Speakers
talks and workshop sessions
What Database Teams Can Learn from Flight Safety?
Chris Travers Abstract:Sixty years ago, the airline industry blamed 90% of aircraft accidents on pilot error. Today the percentage is similar, and yet flying is nearly a hundred times safer. This means that the aviation industry has become better at preventing human error from causing accidents as quickly as they have become better at preventing and mitigating mechanical and technical faults. Yet, our industry still makes very little effort to understand the kinds of mistakes people make or why. This is a talk about how to dramatically reduce human error in database operations by leveraging the lessons from aviation based on experience implementing such programs.

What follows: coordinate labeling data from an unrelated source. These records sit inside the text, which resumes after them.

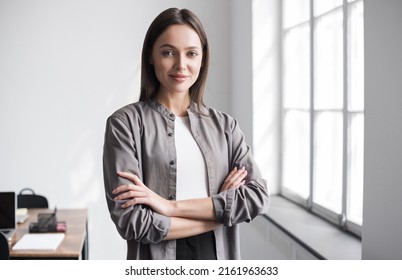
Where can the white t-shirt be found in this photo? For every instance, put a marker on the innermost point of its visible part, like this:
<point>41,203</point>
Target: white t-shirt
<point>191,178</point>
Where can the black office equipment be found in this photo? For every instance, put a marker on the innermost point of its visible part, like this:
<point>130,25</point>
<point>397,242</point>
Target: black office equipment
<point>31,200</point>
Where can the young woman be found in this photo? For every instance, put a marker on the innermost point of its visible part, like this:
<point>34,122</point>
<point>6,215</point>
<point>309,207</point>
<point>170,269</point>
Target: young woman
<point>179,177</point>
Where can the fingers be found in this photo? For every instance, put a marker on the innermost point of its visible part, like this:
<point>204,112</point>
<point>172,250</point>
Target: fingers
<point>235,179</point>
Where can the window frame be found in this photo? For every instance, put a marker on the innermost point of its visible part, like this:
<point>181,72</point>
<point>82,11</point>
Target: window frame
<point>338,219</point>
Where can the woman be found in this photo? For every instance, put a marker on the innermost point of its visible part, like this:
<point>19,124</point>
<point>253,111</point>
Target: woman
<point>179,177</point>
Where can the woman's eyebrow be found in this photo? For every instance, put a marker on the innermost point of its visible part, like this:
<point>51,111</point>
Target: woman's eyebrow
<point>173,47</point>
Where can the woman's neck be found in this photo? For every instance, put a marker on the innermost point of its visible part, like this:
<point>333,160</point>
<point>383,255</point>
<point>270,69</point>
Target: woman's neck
<point>177,103</point>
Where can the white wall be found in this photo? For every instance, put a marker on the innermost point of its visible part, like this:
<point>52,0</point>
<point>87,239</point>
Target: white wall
<point>64,67</point>
<point>382,222</point>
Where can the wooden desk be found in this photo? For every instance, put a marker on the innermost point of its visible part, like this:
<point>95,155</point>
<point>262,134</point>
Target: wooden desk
<point>74,244</point>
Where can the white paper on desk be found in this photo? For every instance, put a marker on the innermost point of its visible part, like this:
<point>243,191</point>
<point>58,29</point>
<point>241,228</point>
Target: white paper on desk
<point>39,241</point>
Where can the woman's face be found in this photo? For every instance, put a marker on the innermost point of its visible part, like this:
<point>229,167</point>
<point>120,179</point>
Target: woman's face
<point>177,59</point>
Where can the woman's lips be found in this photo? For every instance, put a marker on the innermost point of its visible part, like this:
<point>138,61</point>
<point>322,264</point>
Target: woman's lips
<point>179,77</point>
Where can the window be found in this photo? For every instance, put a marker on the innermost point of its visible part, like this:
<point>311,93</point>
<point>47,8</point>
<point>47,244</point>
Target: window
<point>323,108</point>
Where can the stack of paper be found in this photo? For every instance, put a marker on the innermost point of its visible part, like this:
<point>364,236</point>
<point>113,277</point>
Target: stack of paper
<point>39,241</point>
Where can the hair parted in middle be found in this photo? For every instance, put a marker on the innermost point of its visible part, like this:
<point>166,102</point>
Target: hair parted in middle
<point>149,82</point>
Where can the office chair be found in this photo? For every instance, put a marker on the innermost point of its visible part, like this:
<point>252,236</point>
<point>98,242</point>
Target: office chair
<point>31,200</point>
<point>4,248</point>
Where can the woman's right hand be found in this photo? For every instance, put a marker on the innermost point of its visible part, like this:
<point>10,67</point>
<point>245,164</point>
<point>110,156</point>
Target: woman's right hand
<point>235,179</point>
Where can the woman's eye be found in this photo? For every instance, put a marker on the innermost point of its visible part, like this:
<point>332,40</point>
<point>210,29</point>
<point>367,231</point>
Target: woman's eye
<point>167,53</point>
<point>193,53</point>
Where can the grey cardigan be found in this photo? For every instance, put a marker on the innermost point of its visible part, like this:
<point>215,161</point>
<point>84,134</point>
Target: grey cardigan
<point>139,138</point>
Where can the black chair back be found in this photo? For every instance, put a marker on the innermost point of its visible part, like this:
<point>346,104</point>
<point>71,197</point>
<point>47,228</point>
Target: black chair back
<point>31,200</point>
<point>4,248</point>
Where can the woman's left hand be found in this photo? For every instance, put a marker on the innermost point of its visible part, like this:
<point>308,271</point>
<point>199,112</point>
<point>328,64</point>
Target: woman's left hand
<point>138,193</point>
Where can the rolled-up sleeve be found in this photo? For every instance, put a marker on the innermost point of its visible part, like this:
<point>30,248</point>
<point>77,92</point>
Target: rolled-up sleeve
<point>122,152</point>
<point>250,200</point>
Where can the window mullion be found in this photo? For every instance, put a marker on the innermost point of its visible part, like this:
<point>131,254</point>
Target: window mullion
<point>312,111</point>
<point>342,219</point>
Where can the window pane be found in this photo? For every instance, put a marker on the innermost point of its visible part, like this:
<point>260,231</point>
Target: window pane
<point>323,6</point>
<point>355,168</point>
<point>356,58</point>
<point>296,68</point>
<point>328,82</point>
<point>328,161</point>
<point>296,152</point>
<point>295,12</point>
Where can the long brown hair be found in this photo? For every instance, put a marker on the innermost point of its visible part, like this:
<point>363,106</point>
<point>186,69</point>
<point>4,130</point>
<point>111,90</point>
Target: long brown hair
<point>149,82</point>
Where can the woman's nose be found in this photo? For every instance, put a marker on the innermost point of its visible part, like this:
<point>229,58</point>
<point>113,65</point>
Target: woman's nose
<point>180,62</point>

In this program we will discuss some common causes of human error and how we are often complicit in making that more likely, as well as concrete steps we need to take as an industry to make that less likely, as well as how to go about trying to implement such change.
About Speaker:
Chris has 24 years of experience with PostgreSQL as an application developer, database administrator, and database engineer. He has also worked as an engineering manager for teams maintaining critical environments. Chris's teams have managed PostgreSQL environments into the petabytes, and he has significant experience with mission-critical operations both as an individual contributor and as a manager. One particularly important contribution was the implementation of human factors or crew resource management training at Adjust, where he used to work. Chris has become a strong believer that our industry shortcomings can be resolved by looking at how other critical industries, such as airlines, avoid and manage incidents.